Cybercriminals Aim For A New Target

Published: March 19, 2013 by Michael Bruemmer

Bank employees have recently usurped their customers as the preferred target of cybercriminals in the financial industry according to the FBI and other finance member organizations who last month issued fraud alert warnings to banking institutions.  The latest data breach trend by cyberthieves is to use hacking methods such as spam, phishing, keyloggers and remote-access Trojans to intercept bank employees’ login credentials in order to access a bank’s internal network and schedule illegal wire transfers and payments.

There is an ongoing debate in cyber security circles whether the best way to fight this trend is to raise employee awareness through data breach education or to implement data breach protection and security technology services. Experts agree that both are necessary but lean toward business data breach services and technology as the most effective solution to combat hacking.  No matter how strong employee security education is, the ultimate responsibility lies with the organizations to mitigate bank data breach threats since it is the organization who suffers from the consequences and potential massive costs of a data breach.

Since technology can’t work without human compliance, the FBI has issued a list of recommendations for banking institutions when instituting policy protocols for their employees.

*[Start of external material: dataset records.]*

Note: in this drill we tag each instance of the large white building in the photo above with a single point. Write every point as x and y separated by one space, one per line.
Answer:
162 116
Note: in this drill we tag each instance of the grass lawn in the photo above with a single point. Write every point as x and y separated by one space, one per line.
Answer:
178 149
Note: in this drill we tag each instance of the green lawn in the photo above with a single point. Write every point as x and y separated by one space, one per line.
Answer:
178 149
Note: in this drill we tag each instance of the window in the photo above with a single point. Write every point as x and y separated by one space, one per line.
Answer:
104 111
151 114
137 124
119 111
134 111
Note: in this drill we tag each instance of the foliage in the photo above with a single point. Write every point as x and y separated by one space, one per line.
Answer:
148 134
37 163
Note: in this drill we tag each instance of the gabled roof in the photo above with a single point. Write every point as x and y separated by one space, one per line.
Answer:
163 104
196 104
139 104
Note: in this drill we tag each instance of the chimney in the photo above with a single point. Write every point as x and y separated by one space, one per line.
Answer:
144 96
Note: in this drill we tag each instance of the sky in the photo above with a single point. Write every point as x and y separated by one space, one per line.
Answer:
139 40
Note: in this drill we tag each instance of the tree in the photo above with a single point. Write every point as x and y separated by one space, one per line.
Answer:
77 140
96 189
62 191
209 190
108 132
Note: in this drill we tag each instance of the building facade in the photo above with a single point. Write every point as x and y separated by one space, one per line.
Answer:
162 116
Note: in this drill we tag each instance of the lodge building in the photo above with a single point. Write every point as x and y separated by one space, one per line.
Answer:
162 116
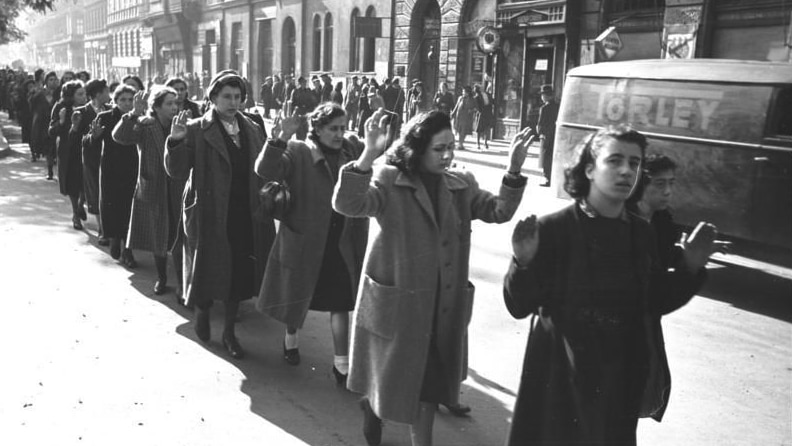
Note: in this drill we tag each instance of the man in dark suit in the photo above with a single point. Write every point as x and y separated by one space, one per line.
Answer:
545 127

Some of their recommendations include:

1)      Advise employees not to click on links or open attachments from unsolicited or unknown emails.

2)      Do not allow employees to use work computers for personal use.

3)      Implement a strict BYOD (bring your own device) policy that limits employees from using their personal devices (personal computers, tablets, smartphones) to access work accounts.

4)      Remind employees to be diligent when keeping track of USB devices that contain work information.

5)      Monitor employee log-ins for suspicious activity such as unusual log-in times and file access.

As cybercriminals become more sophisticated in their hacking techniques, financial institutions need to be just as sophisticated in their fraud protection policies.